In fact, most in uniform appreciate that countries like Russia and China are demonstrating a determination to field militaries comparable to and capable of inflicting great harm on the best of our armed forces. Worse, they are both proliferating advanced weapon systems designed for that purpose to others who wish us ill, from the mullahs in Iran to Kim Jong-Il’s North Korea to Hugo Chavez’s Venezuela.
The best way to contend with these and other emerging threats is to dissuade such adversaries from believing that conflict with the United States could ever redound to their benefit. Toward that end, this country should field wherever possible decisively superior military equipment. A case in point is the Air Force’s F-22 Raptor.
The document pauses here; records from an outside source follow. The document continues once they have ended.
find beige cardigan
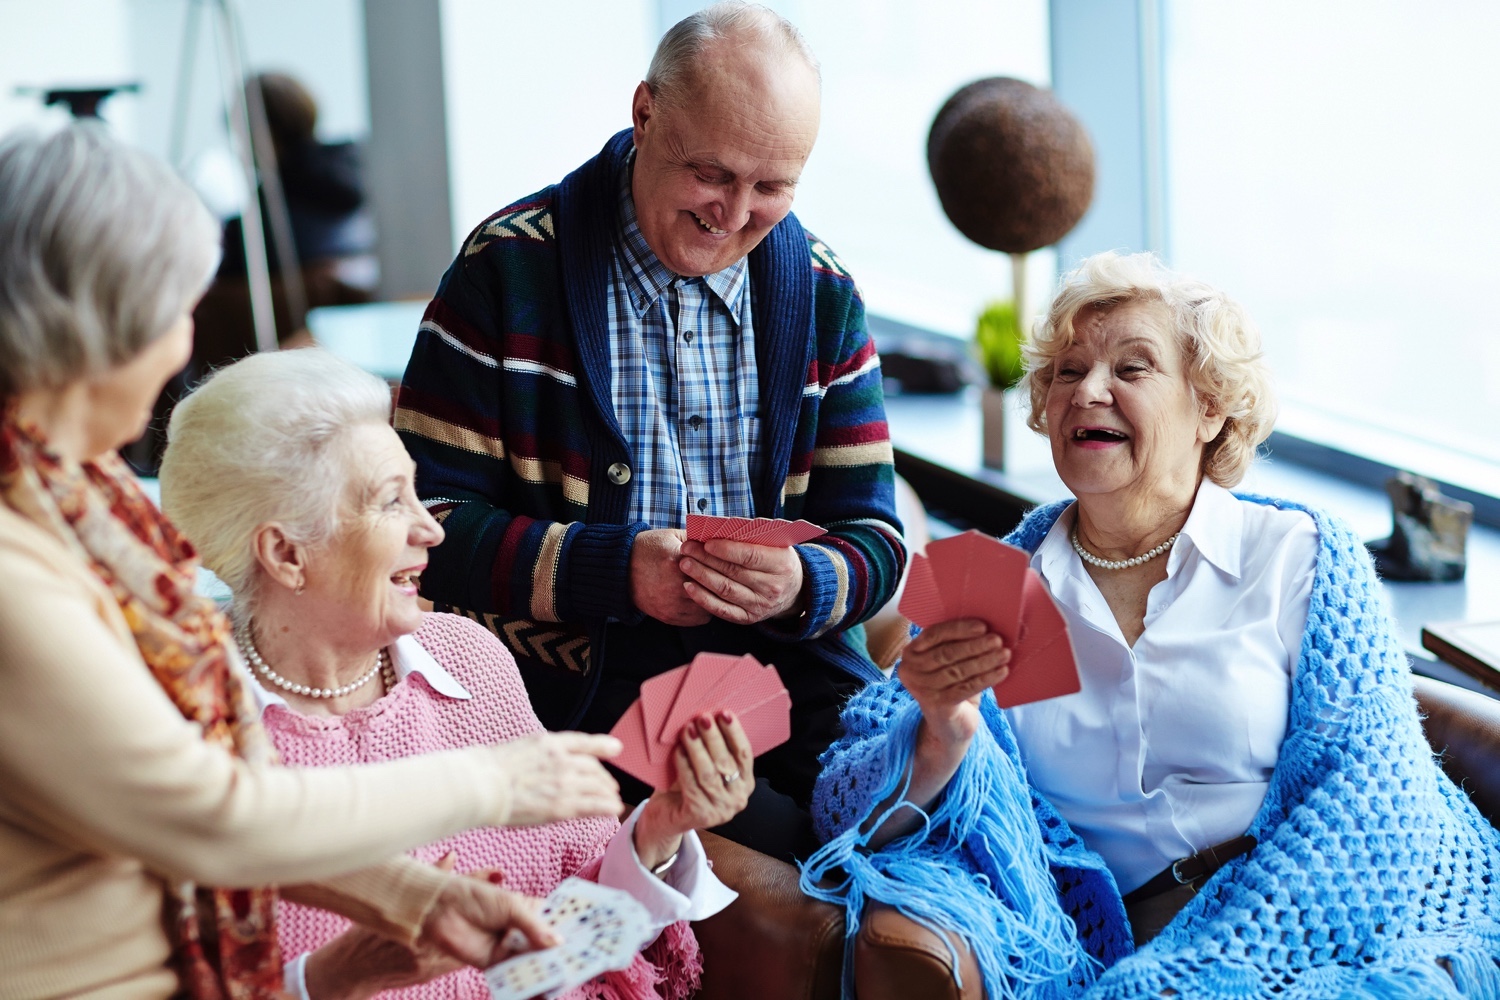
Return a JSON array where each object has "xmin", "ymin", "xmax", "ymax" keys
[{"xmin": 0, "ymin": 504, "xmax": 527, "ymax": 999}]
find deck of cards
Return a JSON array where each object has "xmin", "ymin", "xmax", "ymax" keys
[
  {"xmin": 685, "ymin": 513, "xmax": 826, "ymax": 546},
  {"xmin": 608, "ymin": 652, "xmax": 792, "ymax": 790},
  {"xmin": 485, "ymin": 878, "xmax": 654, "ymax": 1000},
  {"xmin": 898, "ymin": 530, "xmax": 1081, "ymax": 708}
]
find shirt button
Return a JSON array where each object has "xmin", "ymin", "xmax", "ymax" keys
[
  {"xmin": 607, "ymin": 462, "xmax": 631, "ymax": 485},
  {"xmin": 683, "ymin": 330, "xmax": 694, "ymax": 343},
  {"xmin": 697, "ymin": 498, "xmax": 709, "ymax": 511},
  {"xmin": 688, "ymin": 414, "xmax": 704, "ymax": 430}
]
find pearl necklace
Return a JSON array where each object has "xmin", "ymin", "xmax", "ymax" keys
[
  {"xmin": 237, "ymin": 627, "xmax": 388, "ymax": 699},
  {"xmin": 1071, "ymin": 527, "xmax": 1179, "ymax": 570}
]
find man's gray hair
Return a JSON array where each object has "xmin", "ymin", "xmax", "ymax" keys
[
  {"xmin": 0, "ymin": 124, "xmax": 220, "ymax": 399},
  {"xmin": 646, "ymin": 2, "xmax": 819, "ymax": 107},
  {"xmin": 160, "ymin": 348, "xmax": 393, "ymax": 625}
]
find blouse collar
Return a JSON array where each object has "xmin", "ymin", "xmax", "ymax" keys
[
  {"xmin": 1034, "ymin": 478, "xmax": 1244, "ymax": 583},
  {"xmin": 245, "ymin": 632, "xmax": 472, "ymax": 717}
]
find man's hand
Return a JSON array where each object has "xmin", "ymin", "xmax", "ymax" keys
[
  {"xmin": 678, "ymin": 538, "xmax": 805, "ymax": 625},
  {"xmin": 631, "ymin": 528, "xmax": 712, "ymax": 626}
]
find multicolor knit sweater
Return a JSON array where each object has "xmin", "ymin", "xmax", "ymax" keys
[
  {"xmin": 394, "ymin": 129, "xmax": 904, "ymax": 728},
  {"xmin": 267, "ymin": 613, "xmax": 701, "ymax": 1000},
  {"xmin": 803, "ymin": 496, "xmax": 1500, "ymax": 999}
]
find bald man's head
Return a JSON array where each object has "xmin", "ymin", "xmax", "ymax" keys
[
  {"xmin": 646, "ymin": 2, "xmax": 819, "ymax": 112},
  {"xmin": 630, "ymin": 3, "xmax": 822, "ymax": 276}
]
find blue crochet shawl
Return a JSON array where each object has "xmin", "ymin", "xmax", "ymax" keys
[{"xmin": 801, "ymin": 495, "xmax": 1500, "ymax": 999}]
This plane is quite simply the best fighter aircraft in the world. Thanks to a combination of “stealthy” characteristics that make it very difficult to detect and target, the ability to operate for sustained periods at supersonic speeds and its extraordinary agility, the Raptor seems likely to secure for years to come something Americans have taken for granted in every conflict since World War II: air superiority essential to victory on the ground. In operational testing and deployments to date, the “Fifth Generation” F-22 has demonstrated the ability to defeat the best adversary aircraft and most sophisticated air defenses of the kind Russia has just agreed to sell Iran.
Yet, in Gordon England’s Pentagon, the Raptor is an endangered species. Where Charlie Wilson labored in secret to secure funds to provide more and better arms to the Afghans, the “DepSecDef” is adamantly insisting in the closed-door budget deliberations over which he presides that production of the world’s best fighter be terminated next year.
Fortunately, many of Charlie Wilson’s successors on Capitol Hill have begun to engage on the question of whether to keep open the production line for the F-22. A bipartisan group involving some 200 members of the House and Senate representing nearly every political stripe wrote England’s boss, Defense Secretary Robert Gates, last month urging that the Raptor line be kept open.
The necessity for such a course of action is all the clearer in the wake of an ominous discovery concerning the U.S. inventory of existing front-line air-superiority aircraft: Every one of the nation’s 440 F-15Ds have been grounded in recent weeks after one of these twenty-five year-old planes broke up in flight and the subsequent discovery of potentially lethal cracks in at least eight more.
It seems obvious that the momentous decision of whether to terminate the F-22 at just 180 aircraft – one that could prove fateful in deterring a future conflict with increasingly hostile and aggressive adversaries – should be made not by a lame-duck presidency, but a newly mandated one. As a practical matter, this will require Gordon England to stop waging war against the F-22, allowing more than $500 million now earmarked for termination costs to be applied instead to long-lead procurement of one more block of twenty Raptors and permitting the Air Force to budget the substantially larger sums required in Fiscal Year 2010 fully to fund them.
Ultimately, the decision as to whether America will be able to deter future conflicts, and to wage them successfully if deterrence fails, will depend on a comprehensive recapitalization of every one of the armed services. The Joint Chiefs of Staff are calling for a sustained allocation of more resources – specifically, at least 4% of Gross Domestic Product. Now is the time to determine whether the candidates to be our next Commander-in-Chief will pledge to do so.